Michael Coveney, in his obituary of Alan Plater in The Guardian earlier this year, referred to:
‘his deliriously funny adaptation of Bill Tidy’s Fosdyke cartoon strip in the Daily Mirror. Plater’s job, said Tidy, was to glue his balloons together, and this he did in The Fosdyke Saga (1975) at the Bush theatre in London and its sequel, Fosdyke Two, the following year.
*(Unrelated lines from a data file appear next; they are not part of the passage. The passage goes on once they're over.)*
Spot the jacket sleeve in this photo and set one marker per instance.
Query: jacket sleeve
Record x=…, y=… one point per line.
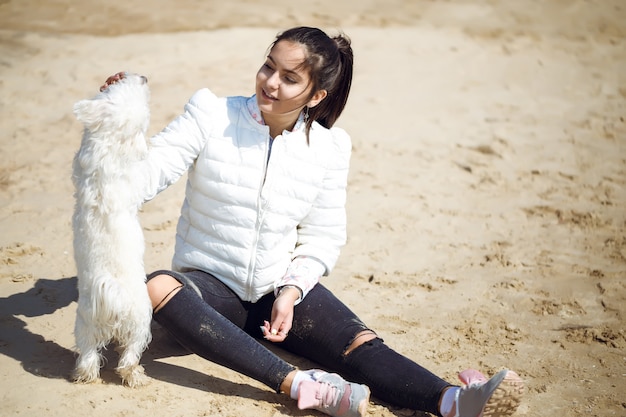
x=175, y=148
x=322, y=233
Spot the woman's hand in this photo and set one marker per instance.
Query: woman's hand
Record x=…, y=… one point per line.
x=282, y=315
x=112, y=80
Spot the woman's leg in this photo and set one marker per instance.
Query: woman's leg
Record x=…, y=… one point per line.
x=327, y=331
x=205, y=316
x=182, y=307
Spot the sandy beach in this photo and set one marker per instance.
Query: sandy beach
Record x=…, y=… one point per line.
x=486, y=199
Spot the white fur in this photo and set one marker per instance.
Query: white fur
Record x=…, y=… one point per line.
x=113, y=302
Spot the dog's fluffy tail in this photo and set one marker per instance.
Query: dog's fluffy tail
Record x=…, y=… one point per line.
x=114, y=306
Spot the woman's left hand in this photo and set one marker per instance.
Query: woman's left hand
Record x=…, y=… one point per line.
x=282, y=316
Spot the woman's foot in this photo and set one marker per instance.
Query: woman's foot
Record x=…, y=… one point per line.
x=333, y=395
x=480, y=397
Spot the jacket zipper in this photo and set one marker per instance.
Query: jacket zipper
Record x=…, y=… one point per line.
x=259, y=222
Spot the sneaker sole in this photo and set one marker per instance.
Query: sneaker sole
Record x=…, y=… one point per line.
x=506, y=398
x=362, y=409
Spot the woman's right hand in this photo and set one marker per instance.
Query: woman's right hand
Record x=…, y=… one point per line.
x=112, y=80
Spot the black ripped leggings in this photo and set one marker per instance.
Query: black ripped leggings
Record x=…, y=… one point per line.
x=209, y=319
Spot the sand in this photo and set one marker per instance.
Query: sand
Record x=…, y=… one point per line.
x=487, y=194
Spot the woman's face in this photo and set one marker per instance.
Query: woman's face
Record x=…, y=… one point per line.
x=282, y=88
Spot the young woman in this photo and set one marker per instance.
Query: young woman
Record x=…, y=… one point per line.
x=263, y=219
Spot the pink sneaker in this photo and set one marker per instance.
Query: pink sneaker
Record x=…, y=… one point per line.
x=333, y=395
x=496, y=397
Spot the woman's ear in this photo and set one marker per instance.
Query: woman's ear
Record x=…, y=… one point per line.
x=317, y=98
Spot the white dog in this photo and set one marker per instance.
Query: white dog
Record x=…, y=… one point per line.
x=113, y=302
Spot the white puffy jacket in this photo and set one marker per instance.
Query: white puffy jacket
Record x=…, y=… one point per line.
x=244, y=220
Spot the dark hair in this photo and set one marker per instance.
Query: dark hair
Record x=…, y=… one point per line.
x=329, y=61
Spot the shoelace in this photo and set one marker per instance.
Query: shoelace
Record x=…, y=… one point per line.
x=328, y=395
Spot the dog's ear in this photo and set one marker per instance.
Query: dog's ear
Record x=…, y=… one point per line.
x=90, y=113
Both shows, directed by Hull Truck founder Mike Bradwell, toured with great success, The first show concentrated on the growth of the tripe industry during the first world war, and the actor Philip Jackson claimed a place in the Guinness Book of Records, as it was then known, for playing 22 characters, including a prison warder, King George V, a sausage dealer, the Salford Ripper and Baron von Richthoven.’
I saw the play, directed by Mike Bradwell at the Bush theatre, and immediately wanted to produce it for TV.
It didn’t fit into any usual category of theatrical adaptation for BBC television, and caused the Contracts Department a bit of a headache.
“Who are these Bush people and why do we have to pay them any money?” In the end they did, and the money paid for the theatre to install some much needed air- conditioning.
We wanted to keep the idea of a theatre setting and recorded the play with an audience, in the studio theatre of the Haymarket in Leicester.
Mike Newell was recruited to direct this TV version.